During these days they often passed twelve to fifteen bears a day.

“Don’t look at them,” cautioned the guides.

David was told to keep a steady pace, as if he didn’t notice the bears. When he did sneak a glance, he could see the great white beasts lift their heads to look at them. Often the bears were resting on the flats, with four or five lying in a circle formation with their heads facing the centre.

Avoiding these large predators was not always possible and eventually they came across a bear that was blocking the trail at a stream crossing. It had killed a beluga whale and dragged the carcass onto the bank. They waded in to cross, but the bear gave a threatening growl and showed its fearsome teeth. It would protect its kill from any threat. They moved upstream and crossed at a safer distance.

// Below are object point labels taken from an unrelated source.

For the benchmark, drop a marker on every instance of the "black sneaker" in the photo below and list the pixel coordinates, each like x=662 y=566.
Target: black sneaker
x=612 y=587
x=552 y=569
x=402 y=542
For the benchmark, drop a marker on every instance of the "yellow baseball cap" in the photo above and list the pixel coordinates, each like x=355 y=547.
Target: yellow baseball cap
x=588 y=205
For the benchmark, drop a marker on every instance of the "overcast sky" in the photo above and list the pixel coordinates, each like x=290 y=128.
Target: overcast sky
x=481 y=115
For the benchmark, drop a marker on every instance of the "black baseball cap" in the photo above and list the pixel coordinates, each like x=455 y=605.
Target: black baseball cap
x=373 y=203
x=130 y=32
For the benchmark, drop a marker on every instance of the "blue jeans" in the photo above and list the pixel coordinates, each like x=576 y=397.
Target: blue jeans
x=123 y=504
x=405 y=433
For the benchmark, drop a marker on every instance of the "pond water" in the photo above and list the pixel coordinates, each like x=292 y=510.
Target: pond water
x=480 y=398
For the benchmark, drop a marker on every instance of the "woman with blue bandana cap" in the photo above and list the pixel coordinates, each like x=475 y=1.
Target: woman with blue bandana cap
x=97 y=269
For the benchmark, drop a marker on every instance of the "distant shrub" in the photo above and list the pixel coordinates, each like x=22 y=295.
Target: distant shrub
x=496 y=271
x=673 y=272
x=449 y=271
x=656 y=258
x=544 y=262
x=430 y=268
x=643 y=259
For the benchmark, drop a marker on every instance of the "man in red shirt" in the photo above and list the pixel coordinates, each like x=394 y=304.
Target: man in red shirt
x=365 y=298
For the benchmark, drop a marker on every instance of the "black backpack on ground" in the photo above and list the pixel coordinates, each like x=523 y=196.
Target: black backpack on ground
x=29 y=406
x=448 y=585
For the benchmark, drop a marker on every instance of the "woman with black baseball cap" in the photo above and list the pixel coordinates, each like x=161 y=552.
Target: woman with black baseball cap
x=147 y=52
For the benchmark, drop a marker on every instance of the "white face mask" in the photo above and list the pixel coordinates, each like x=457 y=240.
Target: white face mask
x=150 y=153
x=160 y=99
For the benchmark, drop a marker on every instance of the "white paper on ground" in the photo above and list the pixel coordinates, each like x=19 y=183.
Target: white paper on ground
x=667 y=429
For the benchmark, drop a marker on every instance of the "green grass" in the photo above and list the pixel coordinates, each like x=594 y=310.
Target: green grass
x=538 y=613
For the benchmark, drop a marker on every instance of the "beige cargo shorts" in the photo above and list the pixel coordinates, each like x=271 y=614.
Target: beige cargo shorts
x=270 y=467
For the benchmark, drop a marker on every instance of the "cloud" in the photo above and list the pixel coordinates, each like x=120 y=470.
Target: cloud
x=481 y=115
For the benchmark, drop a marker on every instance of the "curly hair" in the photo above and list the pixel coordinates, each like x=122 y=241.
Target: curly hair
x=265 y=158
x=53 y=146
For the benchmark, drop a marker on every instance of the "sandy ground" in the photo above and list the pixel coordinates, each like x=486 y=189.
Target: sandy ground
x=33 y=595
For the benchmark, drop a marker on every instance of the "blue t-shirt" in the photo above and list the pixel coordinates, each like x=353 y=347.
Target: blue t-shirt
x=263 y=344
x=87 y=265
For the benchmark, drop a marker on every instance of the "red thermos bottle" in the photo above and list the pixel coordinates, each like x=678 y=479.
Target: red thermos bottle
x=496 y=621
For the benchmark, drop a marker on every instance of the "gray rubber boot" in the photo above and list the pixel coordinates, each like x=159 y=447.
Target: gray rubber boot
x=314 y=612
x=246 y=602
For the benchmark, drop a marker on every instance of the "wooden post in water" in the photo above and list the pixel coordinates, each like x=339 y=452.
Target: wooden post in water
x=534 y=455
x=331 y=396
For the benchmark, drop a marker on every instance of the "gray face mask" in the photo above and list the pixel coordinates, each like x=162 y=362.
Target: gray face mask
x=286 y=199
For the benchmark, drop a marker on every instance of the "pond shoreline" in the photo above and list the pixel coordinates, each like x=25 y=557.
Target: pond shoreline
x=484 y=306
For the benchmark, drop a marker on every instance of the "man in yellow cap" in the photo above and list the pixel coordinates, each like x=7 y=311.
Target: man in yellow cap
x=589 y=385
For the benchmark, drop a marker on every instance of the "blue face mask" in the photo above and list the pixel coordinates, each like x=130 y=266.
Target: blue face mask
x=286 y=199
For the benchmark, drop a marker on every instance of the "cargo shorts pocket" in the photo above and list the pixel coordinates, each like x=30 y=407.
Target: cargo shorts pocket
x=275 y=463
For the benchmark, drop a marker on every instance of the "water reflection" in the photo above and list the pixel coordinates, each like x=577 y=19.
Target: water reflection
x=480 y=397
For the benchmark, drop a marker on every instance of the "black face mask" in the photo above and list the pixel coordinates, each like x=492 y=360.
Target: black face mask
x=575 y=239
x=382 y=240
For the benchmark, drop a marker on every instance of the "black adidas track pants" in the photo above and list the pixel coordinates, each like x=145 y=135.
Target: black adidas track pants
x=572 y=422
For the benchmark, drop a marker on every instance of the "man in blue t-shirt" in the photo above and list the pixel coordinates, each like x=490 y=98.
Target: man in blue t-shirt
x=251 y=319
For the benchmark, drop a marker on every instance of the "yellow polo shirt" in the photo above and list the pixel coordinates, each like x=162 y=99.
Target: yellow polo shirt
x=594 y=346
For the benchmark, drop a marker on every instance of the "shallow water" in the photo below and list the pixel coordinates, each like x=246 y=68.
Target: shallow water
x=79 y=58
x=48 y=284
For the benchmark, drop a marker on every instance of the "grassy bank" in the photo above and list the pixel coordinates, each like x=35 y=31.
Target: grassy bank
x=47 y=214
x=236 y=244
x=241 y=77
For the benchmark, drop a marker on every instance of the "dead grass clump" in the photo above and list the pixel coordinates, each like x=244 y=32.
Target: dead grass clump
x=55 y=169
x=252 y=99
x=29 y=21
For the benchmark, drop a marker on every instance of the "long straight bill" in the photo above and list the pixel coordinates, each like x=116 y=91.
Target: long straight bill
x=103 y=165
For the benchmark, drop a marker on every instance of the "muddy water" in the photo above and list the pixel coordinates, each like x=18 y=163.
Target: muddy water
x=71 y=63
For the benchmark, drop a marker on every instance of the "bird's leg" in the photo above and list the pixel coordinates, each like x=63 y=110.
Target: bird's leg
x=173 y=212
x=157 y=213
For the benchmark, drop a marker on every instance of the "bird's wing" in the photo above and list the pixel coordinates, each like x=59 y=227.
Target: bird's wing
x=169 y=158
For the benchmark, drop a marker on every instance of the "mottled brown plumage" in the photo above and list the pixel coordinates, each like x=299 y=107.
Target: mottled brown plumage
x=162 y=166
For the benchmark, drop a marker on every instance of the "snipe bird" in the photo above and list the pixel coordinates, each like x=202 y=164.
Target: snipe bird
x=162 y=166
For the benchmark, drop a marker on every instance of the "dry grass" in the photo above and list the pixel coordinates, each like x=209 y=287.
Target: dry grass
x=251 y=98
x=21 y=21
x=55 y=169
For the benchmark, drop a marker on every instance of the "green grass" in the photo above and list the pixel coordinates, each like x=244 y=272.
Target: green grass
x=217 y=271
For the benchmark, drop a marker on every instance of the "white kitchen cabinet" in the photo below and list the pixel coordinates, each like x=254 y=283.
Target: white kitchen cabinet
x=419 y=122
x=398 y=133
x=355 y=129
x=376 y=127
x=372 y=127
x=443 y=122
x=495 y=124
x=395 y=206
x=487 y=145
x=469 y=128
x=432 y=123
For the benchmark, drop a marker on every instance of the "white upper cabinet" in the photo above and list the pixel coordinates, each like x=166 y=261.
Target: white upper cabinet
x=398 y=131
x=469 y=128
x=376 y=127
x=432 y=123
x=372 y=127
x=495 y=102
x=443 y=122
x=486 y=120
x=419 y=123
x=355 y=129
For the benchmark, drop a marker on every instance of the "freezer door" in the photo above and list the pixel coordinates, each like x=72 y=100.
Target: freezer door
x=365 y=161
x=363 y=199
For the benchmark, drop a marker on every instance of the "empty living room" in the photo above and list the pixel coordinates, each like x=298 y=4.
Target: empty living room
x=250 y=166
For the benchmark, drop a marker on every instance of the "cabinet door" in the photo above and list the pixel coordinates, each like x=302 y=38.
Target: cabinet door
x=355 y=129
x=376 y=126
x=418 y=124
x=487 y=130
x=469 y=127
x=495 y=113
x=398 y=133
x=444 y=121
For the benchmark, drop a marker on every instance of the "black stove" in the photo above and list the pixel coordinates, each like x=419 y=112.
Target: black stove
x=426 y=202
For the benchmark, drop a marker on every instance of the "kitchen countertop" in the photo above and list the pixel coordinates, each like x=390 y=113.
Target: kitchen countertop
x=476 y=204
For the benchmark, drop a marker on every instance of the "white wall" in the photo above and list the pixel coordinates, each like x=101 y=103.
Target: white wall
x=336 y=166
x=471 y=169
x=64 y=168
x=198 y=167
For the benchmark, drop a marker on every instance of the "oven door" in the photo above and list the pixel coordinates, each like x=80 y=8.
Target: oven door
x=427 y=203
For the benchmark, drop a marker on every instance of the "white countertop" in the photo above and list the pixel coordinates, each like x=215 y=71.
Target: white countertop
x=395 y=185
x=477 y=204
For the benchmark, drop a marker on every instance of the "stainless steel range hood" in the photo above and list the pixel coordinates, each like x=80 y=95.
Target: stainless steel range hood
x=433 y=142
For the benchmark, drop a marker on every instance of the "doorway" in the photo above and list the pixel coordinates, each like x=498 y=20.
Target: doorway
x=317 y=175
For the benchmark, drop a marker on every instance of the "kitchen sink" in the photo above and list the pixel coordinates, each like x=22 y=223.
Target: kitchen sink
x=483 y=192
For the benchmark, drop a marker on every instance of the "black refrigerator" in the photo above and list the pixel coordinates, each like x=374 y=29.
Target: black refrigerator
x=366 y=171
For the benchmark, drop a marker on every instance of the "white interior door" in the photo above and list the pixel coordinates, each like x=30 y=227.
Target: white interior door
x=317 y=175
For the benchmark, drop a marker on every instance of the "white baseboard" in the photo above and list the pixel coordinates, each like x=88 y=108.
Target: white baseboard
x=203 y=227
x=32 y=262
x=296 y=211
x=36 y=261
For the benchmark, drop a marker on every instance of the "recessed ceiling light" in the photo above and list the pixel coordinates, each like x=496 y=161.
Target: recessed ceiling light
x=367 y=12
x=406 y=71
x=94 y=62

Several days out of York Factory the guides, now out of grog, decided to take a polar bear hide in for trade. It would fetch them three pints of brandy. David sat on a drift log and watched. Their target, a sow some distance out on the flats, seemed unconcerned by the approaching hunters. When she finally resolved to move away, it was too late. David saw puffs of smoke and heard shots as the bear staggered under the musket fire. The brave animal twisted and turned defiantly towards the shots as the lead musket balls entered her body. When she finally fell, the hunters fired a last shot into her head. That done, they unsheathed their knives and began the long skinning process.

By the time the hide was removed, the tide on the flats had risen to knee level and was soon threatening to engulf the hunters in the frigid water. They quickly severed the head and, dragging it by the ears, waded to shore, leaving the floating hide behind. They placed the head facing seaward on a grassy hummock, and rubbed its nose with red dye. Then the two packets chanted. All of this, they told David, was meant to please the spirit, Manito, so he would cause the hide to drift ashore and not be lost. But it didn’t work. I guess the Manito wants them sober, David reasoned.


Buffalo meat dried in the sun was made into pemmican, the staple food that fuelled the fur trade.